Middle Eastern Film Festival: Turtles Can Fly
May 8, 2013 - 7:00 PM to 10:00 PM
Turtles Can Fly (2004), a film by Bahman Ghobadi
This riveting and heart-breaking Iranian film is dedicated by the filmmmaker to “all the innocent children in the world — the casualties of the policies of dictators and fascists.” In a refugee camp near the Turkish border in Kurdish Iraq in 2003, a 13-year-old boy nicknamed Satellite has become the leader of a motley gang of children, many of whom have lost limbs to landmines. He finds a satellite dish for a village of frightened people who want to know when the United States will launch its attack on Iraq. Set against the miserable living conditions in the refugee camp, which has no electricity and no running water, are the images coming over the satellite of the wealth and power of the West. The landmines the children collect from the fields to sell to the U.N. or to arms merchants can explode at any moment, and the best ones, says Satellite, are “made in America.” In war zones around the world, even for years after the end of combat operations, these weapons continue to take lives and limbs, ugly and dangerous imports from the supposedly free world.

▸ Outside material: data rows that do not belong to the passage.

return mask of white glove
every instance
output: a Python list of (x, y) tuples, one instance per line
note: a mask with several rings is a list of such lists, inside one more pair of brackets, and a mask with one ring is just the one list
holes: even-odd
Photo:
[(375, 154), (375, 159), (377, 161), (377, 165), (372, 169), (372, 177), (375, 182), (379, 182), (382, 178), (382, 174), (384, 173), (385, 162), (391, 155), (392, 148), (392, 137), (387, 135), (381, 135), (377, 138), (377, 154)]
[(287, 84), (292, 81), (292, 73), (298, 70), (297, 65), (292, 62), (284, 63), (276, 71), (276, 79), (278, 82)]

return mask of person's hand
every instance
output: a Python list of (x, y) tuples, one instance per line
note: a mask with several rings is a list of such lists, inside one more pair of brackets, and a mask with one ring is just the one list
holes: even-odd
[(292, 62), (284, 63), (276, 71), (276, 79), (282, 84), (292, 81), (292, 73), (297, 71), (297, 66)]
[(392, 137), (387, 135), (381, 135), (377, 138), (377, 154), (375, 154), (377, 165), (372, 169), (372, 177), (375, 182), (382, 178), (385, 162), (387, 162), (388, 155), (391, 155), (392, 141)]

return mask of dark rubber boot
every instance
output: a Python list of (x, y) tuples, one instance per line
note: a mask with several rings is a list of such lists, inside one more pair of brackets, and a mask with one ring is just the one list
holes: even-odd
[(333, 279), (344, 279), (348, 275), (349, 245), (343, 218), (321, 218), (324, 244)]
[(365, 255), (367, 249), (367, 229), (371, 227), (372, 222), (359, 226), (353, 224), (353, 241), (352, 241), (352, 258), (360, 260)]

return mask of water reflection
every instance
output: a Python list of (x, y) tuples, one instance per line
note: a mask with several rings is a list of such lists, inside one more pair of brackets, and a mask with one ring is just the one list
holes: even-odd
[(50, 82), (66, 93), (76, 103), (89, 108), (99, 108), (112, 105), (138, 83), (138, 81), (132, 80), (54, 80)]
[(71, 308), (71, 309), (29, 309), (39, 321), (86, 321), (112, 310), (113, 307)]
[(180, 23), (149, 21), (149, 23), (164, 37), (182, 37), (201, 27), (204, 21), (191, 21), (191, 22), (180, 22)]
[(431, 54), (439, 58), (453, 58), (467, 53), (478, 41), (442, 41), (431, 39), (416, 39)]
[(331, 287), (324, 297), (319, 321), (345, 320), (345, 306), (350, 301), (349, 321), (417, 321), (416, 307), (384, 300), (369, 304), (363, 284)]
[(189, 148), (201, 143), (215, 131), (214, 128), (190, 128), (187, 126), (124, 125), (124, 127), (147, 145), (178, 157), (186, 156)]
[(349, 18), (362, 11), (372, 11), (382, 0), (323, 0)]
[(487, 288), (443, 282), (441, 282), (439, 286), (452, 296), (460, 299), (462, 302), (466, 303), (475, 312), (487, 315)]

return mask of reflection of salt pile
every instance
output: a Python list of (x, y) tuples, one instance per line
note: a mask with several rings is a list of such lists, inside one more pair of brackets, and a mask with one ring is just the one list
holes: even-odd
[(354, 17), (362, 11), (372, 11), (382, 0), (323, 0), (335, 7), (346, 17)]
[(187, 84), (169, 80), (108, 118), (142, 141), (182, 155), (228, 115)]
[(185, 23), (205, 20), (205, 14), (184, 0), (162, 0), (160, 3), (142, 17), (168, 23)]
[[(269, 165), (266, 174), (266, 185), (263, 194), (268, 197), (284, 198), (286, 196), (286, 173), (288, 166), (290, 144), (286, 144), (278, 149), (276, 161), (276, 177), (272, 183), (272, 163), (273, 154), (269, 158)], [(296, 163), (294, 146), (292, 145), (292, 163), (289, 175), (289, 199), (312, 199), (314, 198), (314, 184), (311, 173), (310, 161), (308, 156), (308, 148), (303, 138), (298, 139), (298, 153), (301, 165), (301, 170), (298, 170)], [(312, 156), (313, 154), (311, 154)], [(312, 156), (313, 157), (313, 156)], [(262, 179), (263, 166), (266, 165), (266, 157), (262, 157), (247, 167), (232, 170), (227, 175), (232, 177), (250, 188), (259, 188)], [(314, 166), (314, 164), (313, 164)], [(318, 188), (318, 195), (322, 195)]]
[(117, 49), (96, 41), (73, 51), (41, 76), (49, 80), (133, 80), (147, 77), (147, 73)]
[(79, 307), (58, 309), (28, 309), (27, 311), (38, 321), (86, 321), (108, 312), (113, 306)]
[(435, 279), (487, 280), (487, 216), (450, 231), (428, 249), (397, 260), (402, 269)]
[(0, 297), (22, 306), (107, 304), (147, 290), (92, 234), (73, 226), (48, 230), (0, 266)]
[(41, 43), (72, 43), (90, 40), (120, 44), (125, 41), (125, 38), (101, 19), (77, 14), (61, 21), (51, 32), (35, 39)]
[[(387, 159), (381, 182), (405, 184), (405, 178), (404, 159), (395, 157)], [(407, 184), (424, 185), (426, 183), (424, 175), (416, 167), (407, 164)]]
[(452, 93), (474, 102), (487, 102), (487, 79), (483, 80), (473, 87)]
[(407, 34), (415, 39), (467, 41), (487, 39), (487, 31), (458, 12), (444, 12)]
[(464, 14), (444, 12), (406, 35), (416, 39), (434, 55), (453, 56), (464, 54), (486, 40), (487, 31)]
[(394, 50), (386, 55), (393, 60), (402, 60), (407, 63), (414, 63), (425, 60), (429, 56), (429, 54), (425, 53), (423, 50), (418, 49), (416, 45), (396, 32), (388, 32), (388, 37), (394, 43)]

In one of the most telling scenes, American helicopters fly over the refugee camp. The villagers and refugees have fled to a hillside where they are trying to look like trees so they will not be bombed. The Americans drop leaflets saying, “We will make this country a paradise. We are here to take away your problems. We are the best in the world.” For a while, Satellite and his assistants truly believe them. He advises the children, “There’s money in ‘Hello’ these days.” But the real truth teller is not on television or in the propaganda floating down from the sky. It is in the prophecies of Hangao, the armless boy who loves his sister and the blind boy and is helpless to save them. The shattering closing events in this incredibly moving film include an act of compassion by Satellite which costs him dearly and a touching gift from Shirko — a souvenir from the fallen statue of Saddam Hussein in Baghdad. This is an important, powerful, and prophetic film.